TRAGEDIES TO REMEMBER
a Tribute
Edjo Frank
Jewish despair and hope haiku
2010
All rights reserved – © Edjo Frank 2010
TRAGEDIES TO REMEMBER, A TRIBUTE
The last days of August 2010 I finished this project that was strongly appealing to me for quite a long time.
The project consists of a series of Haiku poems, written in English, on the tragedy that encountered my relatives and the Jewish people as a whole during the Shoah.
I wanted to account for the dark history, during World War II that overcame my family and caused that I have never known my grand-parents and many other relatives.
I wanted to pay a tribute to the life and merits of all of them, the greater part of whom were massacred and the few that survived.
As a small boy I felt and knew instinctively that there was a strong reason why my questions remained unanswered. My mom and dad went undercover and participated in the resistance group around the illegal Dutch journal “Het Parool”. The two survived, taking with them a burden for life.
They told me a lot of formal information and stories, mostly cleaned of the emotional load.
The important missing part – emotion – came much later, little by little, when my father had to be mentally treated by professor Bastiaanse and afterwards started to write down his memoirs in his books in a novelized way. And through the interviews and video testimonies recorded by Steven Spielberg at my parents’ home for the Survivors of the Shoah Visual History Foundation.
Until now my sister Joyce and I are puzzling to find missing links of relatives and their offspring.
Dordrecht, the Netherlands
31th August 2010.
Following are the first 3 haiku poems of the project.
Whisper tender wind
Name giving ancestors
Moaning melodies
The child clung to her
Empty eyes in worn suitcase
The rebbe looked away
Countless blind faces
Recall a vanished world
Footprints on blank soil
Rebbe: Yiddish, master, teacher, or mentor, is a Yiddish word derived from the identical Hebrew word Rabbi.
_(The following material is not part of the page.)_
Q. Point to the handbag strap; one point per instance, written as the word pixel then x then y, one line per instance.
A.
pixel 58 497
Shtetl: pronounced very similarly to the South German diminutive “Städtle”, “little town”;
Gemara and Makshan:
the Gemara and the Mishnah together make up the Talmud. The Talmud thus comprises two components: the Mishnah – the core text; and the Gemara – analysis and commentary which “completes” the Talmud
makshan (questioner, “one who raises a difficulty”) and tartzan (answerer, “one who puts straight”)
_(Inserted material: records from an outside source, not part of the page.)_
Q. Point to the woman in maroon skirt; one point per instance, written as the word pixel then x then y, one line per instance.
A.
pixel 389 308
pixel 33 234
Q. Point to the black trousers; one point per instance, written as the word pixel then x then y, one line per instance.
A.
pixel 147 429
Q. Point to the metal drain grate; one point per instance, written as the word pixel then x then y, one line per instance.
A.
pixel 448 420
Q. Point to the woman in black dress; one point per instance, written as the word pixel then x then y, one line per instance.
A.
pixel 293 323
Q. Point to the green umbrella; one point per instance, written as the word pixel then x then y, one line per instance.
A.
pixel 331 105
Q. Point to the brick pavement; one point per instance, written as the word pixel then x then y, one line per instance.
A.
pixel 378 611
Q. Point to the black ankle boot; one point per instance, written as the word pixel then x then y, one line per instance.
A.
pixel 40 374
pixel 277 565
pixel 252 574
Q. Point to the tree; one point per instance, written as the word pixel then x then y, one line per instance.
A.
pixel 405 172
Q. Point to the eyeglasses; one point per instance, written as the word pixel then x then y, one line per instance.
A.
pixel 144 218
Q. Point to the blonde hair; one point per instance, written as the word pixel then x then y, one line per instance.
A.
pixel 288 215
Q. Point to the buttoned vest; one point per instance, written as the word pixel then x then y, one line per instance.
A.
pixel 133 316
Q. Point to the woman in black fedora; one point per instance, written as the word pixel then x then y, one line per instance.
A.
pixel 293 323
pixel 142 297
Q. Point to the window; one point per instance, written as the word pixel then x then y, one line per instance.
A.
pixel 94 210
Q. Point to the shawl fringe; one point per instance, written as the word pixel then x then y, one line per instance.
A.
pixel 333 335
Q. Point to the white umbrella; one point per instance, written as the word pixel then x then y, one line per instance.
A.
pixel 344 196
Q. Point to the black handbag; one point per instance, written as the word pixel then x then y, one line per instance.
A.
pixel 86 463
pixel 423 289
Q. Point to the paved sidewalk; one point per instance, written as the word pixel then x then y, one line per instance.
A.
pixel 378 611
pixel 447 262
Kaddish: a prayer found in the Jewish prayer service. The central theme of the Kaddish is the magnification and sanctification of God’s name. The term “Kaddish” is often used to refer specifically to “The Mourners’ Kaddish”, said as part of the mourning rituals in Judaism in all prayer services as well as at funerals and memorials. When mention is made of “saying Kaddish”, this unambiguously denotes the rituals of mourning
Shabbes: Yiddish “rest” or “cessation” is the seventh day of the Jewish week and a day of rest in Judaism. Shabbat is observed from a few minutes before sunset on Friday evening until a few minutes after the appearance of three stars in the sky on Saturday night
Challah: (Khale – Yiddish) is a special braided bread eaten by Ashkenazi Jews and most Sephardic Jews, on the Sabbath and holidays
Hanukkah: the Festival of Lights, is an eight-day Jewish holiday commemorating the rededication of the Holy Temple (the Second Temple) in Jerusalem at the time of the Maccabean Revolt of the 2nd century BCE, Hanukkah is observed for eight nights, starting on the 25th day of Kislev according to the Hebrew calendar, which may occur at any time from late November to late December in the Gregorian calendar
Haiku (俳句)
Haiku is a form of Japanese poetry, consisting of 17 moras (or on), in three phrases of 5, 7, and 5 moras respectively. Although haiku are often stated to have 17 syllables, this is inaccurate as syllables and moras are not the same. Haiku typically contain a kigo (seasonal reference), and a kireji (cutting word). In Japanese, haiku are traditionally printed in a single vertical line, while haiku in English often appear in three lines, to parallel the three phrases of Japanese haiku. Previously called hokku, haiku was given its current name by the Japanese writer Masaoka Shiki at the end of the 19th century.
A working definition of “mora” was provided by the American linguist James D. McCawley in 1968: a mora is “Something of which a long syllable consists of two and a short syllable consists of one.